Neither baseline tests of molecular hypercoagulability nor D-dimer levels predict deep venous thrombosis in critically ill medical-surgical patients
- Additional Document Info
- View All
OBJECTIVE: Predicting patients who are harboring asymptomatic deep venous thrombosis (DVT), or who are at particular risk of developing DVT, is a desirable clinical goal since prevention or early treatment of DVT might reduce the risk of fatal pulmonary embolism. Thus validation of simple laboratory tests that reliably predict venous thromboembolism (VTE) would be clinically very important. Tests that might be useful for these applications include markers of hypercoagulability (predicting patients at risk of DVT) and D-dimer (predicting which patients may have acute DVT).
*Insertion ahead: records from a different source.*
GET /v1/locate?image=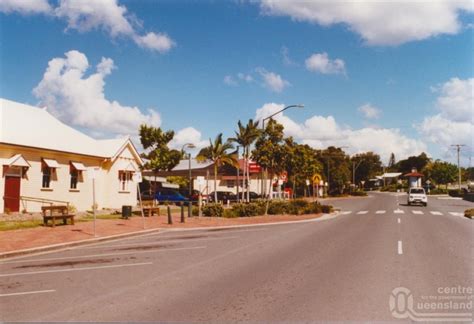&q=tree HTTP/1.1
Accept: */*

[252,119,284,195]
[426,160,458,189]
[139,124,181,190]
[229,119,260,201]
[351,152,384,184]
[197,133,238,202]
[318,146,351,193]
[395,152,430,174]
[284,137,322,193]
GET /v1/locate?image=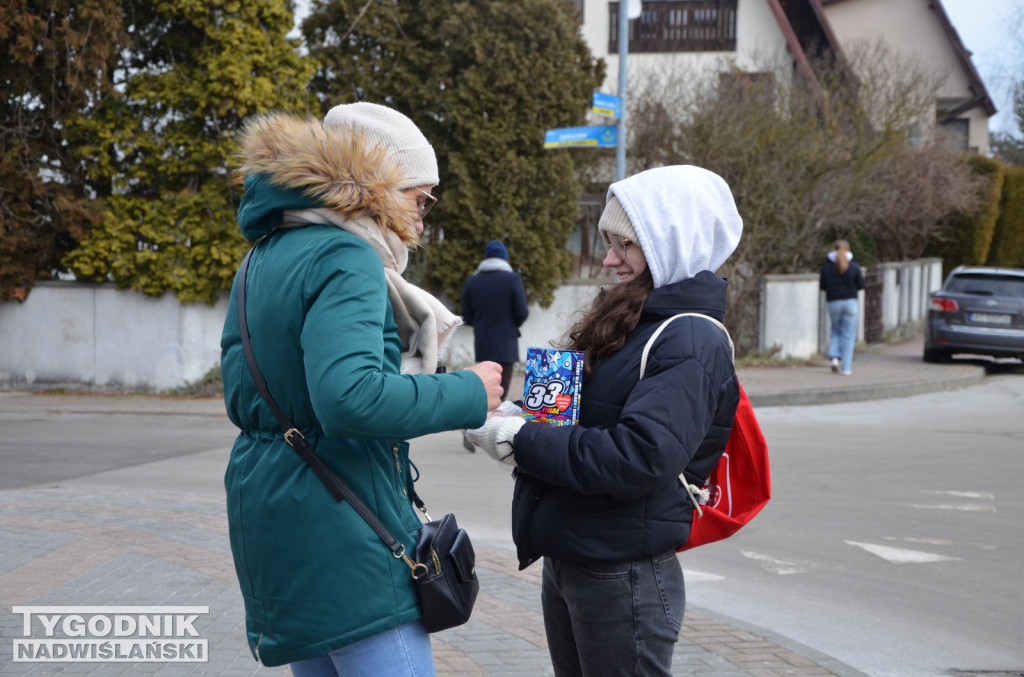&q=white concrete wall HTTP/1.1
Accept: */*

[758,273,820,357]
[0,282,600,390]
[0,259,942,390]
[0,282,227,390]
[444,284,601,368]
[758,259,942,359]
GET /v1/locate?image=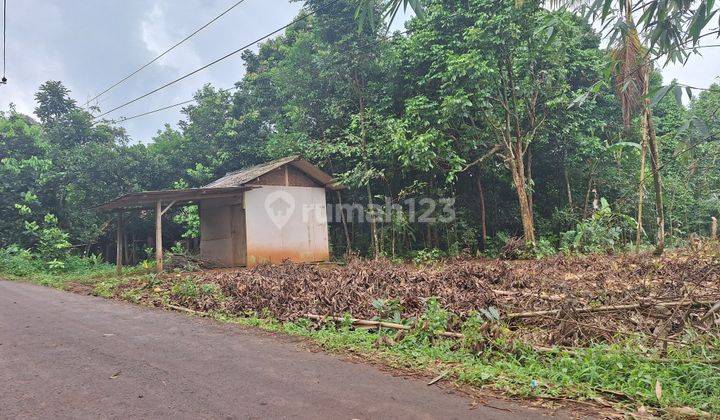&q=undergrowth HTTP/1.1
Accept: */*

[222,313,720,414]
[5,258,720,415]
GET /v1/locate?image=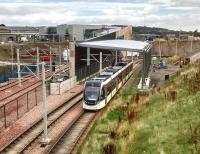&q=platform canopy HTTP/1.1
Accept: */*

[78,40,151,52]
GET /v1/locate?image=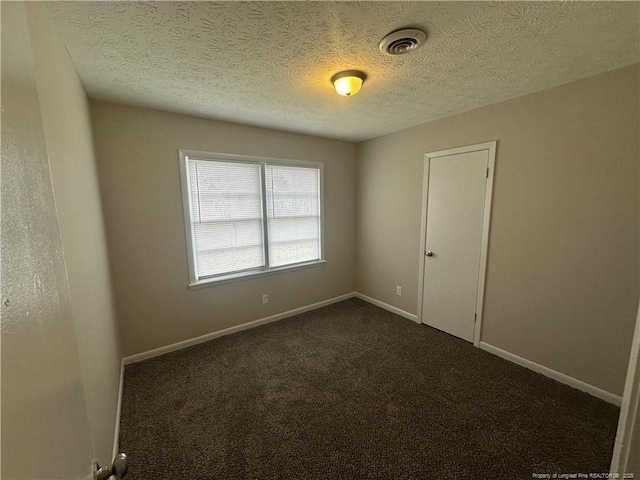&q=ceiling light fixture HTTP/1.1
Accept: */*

[331,70,367,97]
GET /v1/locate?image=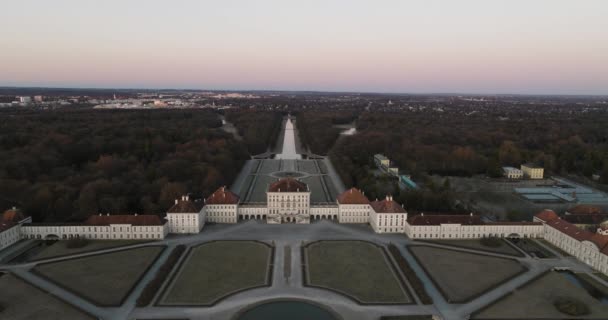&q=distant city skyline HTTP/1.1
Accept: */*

[0,0,608,95]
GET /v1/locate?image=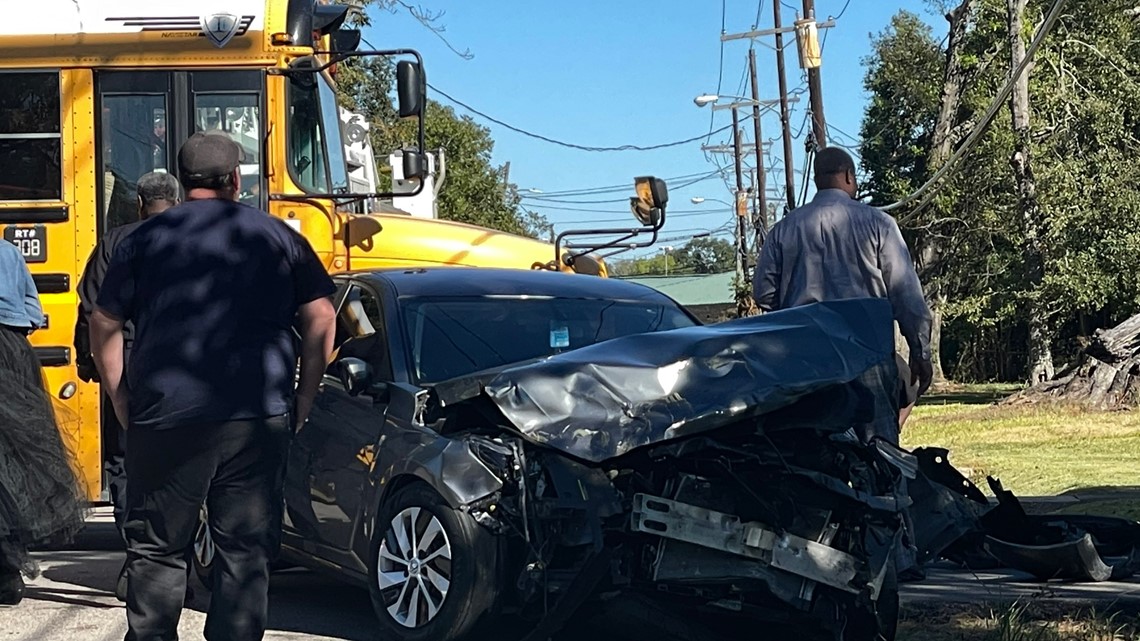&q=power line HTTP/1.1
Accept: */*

[545,208,733,226]
[428,83,732,152]
[833,0,852,21]
[522,171,716,198]
[519,170,719,198]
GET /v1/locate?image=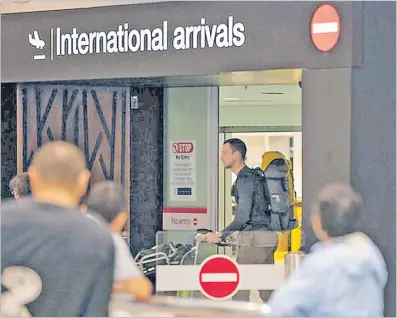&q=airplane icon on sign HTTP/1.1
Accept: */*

[29,31,45,50]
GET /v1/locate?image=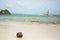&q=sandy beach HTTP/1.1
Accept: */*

[0,21,60,40]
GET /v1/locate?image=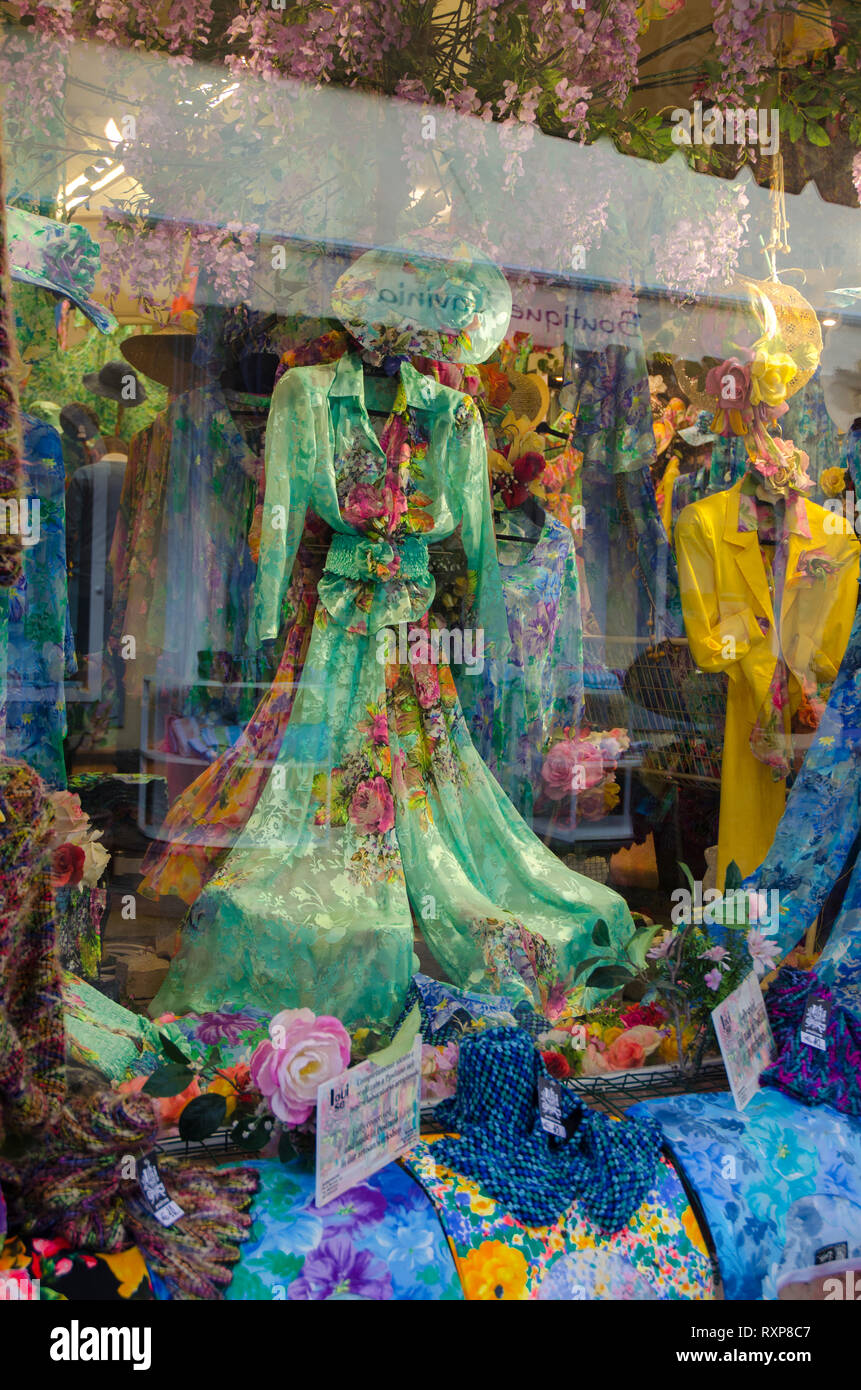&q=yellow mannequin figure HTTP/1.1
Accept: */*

[675,480,861,887]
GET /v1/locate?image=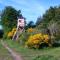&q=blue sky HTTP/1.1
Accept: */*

[0,0,60,22]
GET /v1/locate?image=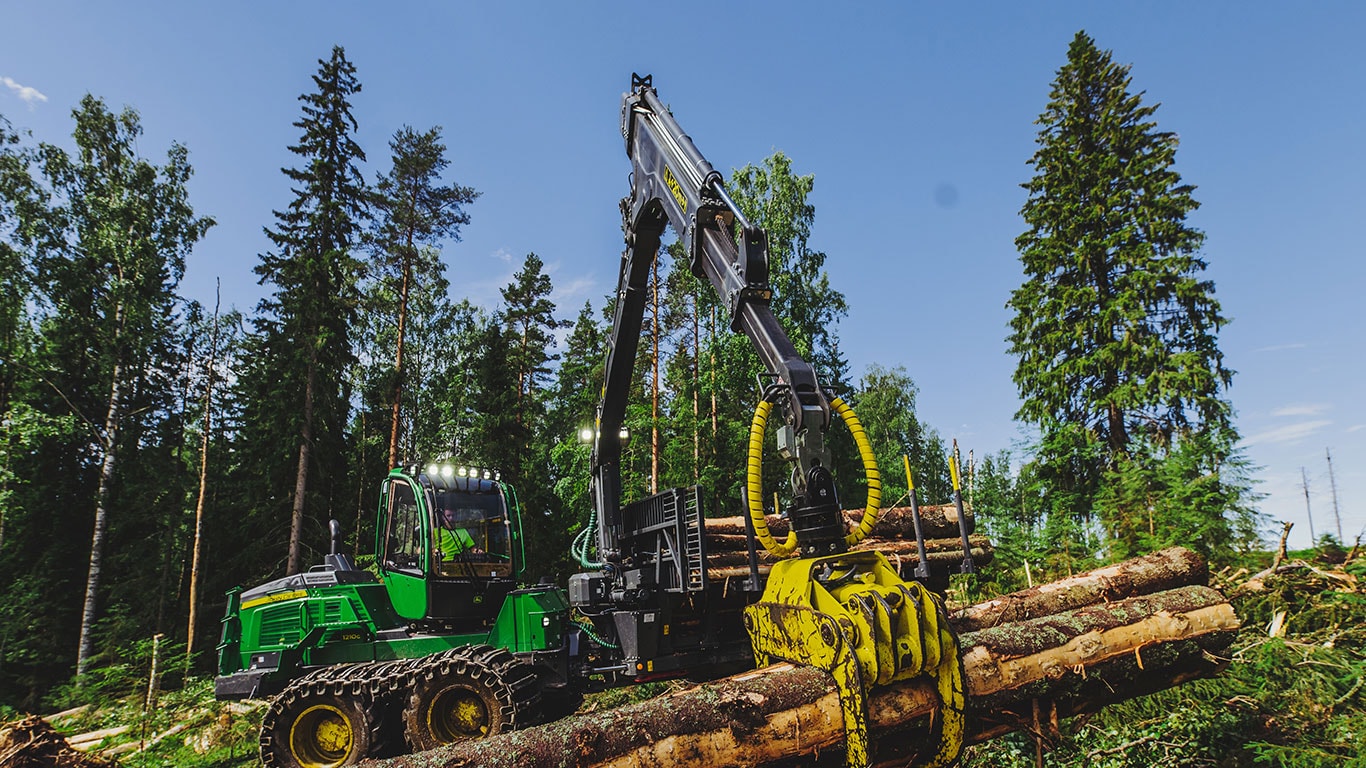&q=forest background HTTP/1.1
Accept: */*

[0,4,1352,759]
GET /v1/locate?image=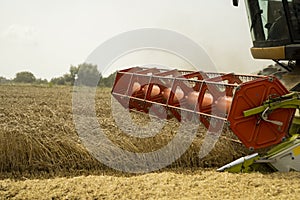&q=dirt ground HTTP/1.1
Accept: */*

[0,170,300,200]
[0,85,300,199]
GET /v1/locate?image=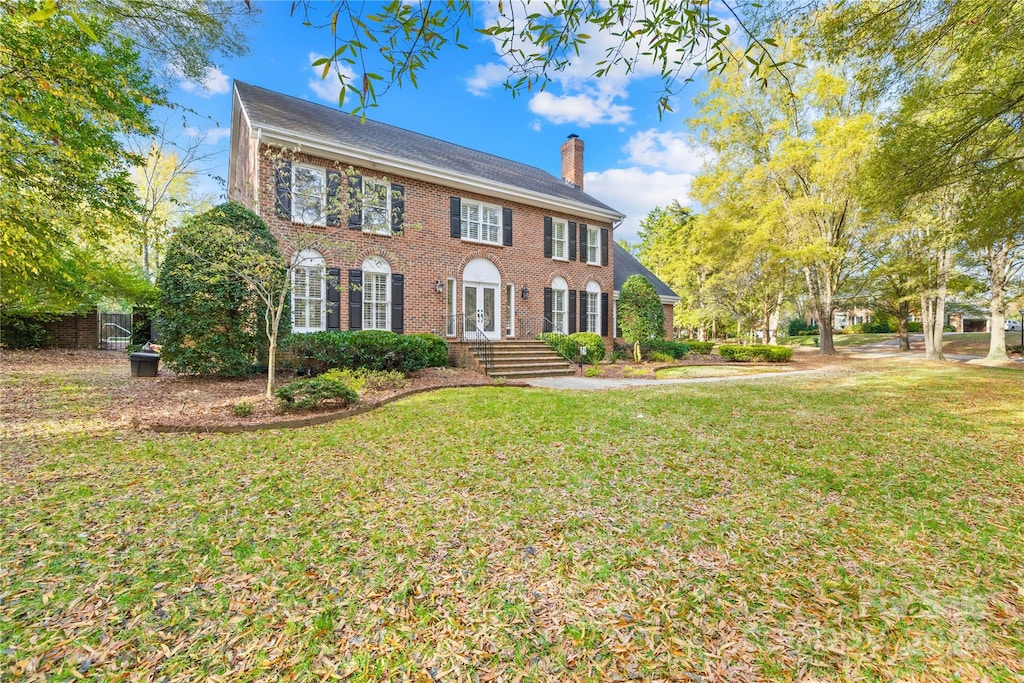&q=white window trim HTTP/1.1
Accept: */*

[291,250,327,332]
[459,199,505,247]
[551,218,569,261]
[360,177,391,234]
[362,258,391,332]
[586,225,601,265]
[291,164,327,225]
METHODS: In a prospective cohort study we measured a panel of hypercoagulability markers at the time of ICU admission, and six commercial D-dimer assays were performed serially during the ICU stay in medical-surgical ICU patients who were screened for DVT with biweekly lower limb compression ultrasonography. Ultrasonography was also performed at the time of any clinically suspected DVT events. We matched cases with DVT with controls without DVT for length of stay in the ICU to generate receiver operating characteristics (ROC) curves. RESULTS: One hundred ninety-seven patients were enrolled. Blood was collected on a total of 763 occasions (median number of occasions per patient: 3, range 1-21). None of the assays predicted DVT, as indicated by the areas under the ROC curves, that did not differ significantly from 50%. CONCLUSION: In critically ill patients, neither tests of hypercoagulability nor D-dimer levels predict patients at risk of DVT and thus they should not be used to guide diagnostic testing for DVT.